For reporting. period 3 JSC "Dar" gained 23,600,000 rubles. (including VAT RUB 3,600,000). The standard for advertising expenses is RUB 200,000. “23,600,000 - 3,600,000) x 1%)).

The amount spent in excess of the norm is 50,000 rubles. (250,000 - 200,000).

3JSC Dar can reduce its taxable profit by only 200,000 rubles.

The main task of account 44 is to reflect expenses on the sale of goods, manufactured products, services provided or work performed.

There are several categories of costs that can be generalized for different organizations and which are collected on account 44. These include: costs for the delivery of products, their packaging and warehousing, costs associated with logistics and transportation, rental of buildings or premises, deductions, which are established by law, advertising, etc. In this case, for example, if it is necessary to load goods onto any transport, its type does not matter; the costs of loading onto ships, trains or cars are reflected equally. However, each organization with its own specifics has slight differences in what costs will be reflected on account 44.

Results

To collect overhead expenses, accounting provides special accounts from which the accumulated amounts are written off monthly.
Manufacturing costs are always included in the cost of production. General business expenses can either be taken into account in the cost price or not be included in it, but be attributed to the accounting of financial results from sales. Selling expenses are not taken into account in the cost of production, they are always immediately attributed to the financial result and may have amounts remaining at the end of the month. You can find more complete information on the topic in ConsultantPlus. Free trial access to the system for 2 days.

Optimization of business expenses

Effectively reducing sales costs is a direct path to increased profitability and profitability. The following ways to optimize this type of expense can be identified:

  • cost reduction should not be an end in itself; it is much more important to organize effective management;
  • any unit of spending should bring the most effective result;
  • it should be remembered that expenses are the result of both actions and inactions;
  • cost reduction is impossible without corresponding costs invested in it;
  • maintaining the level of spending at an optimal level is already considered successful from the point of view of economic efficiency;
  • one should not skimp on expenses that will help insure against more significant costs;
  • Analytical work to optimize commercial costs must be ongoing.

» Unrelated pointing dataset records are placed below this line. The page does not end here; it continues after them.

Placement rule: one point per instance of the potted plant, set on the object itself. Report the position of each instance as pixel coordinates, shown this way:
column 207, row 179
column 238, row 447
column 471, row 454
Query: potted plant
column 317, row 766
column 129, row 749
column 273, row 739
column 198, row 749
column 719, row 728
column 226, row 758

Selling expenses written off for sales

In case of partial write-off, the following are subject to distribution: - in organizations engaged in industrial and other production activities - costs of packaging and transportation (between individual types of shipped products on a monthly basis based on their weight, volume, production cost or other relevant indicators); - in organizations engaged in trading and other intermediary activities: - transportation costs (between the goods sold and the balance of goods at the end of each month); - in organizations that procure and process agricultural products - to the debit of accounts 15 “Procurement and acquisition of material assets” (expenses for the procurement of agricultural raw materials) and (or) 11 “Animals for growing and fattening” (expenses for the procurement of livestock and poultry).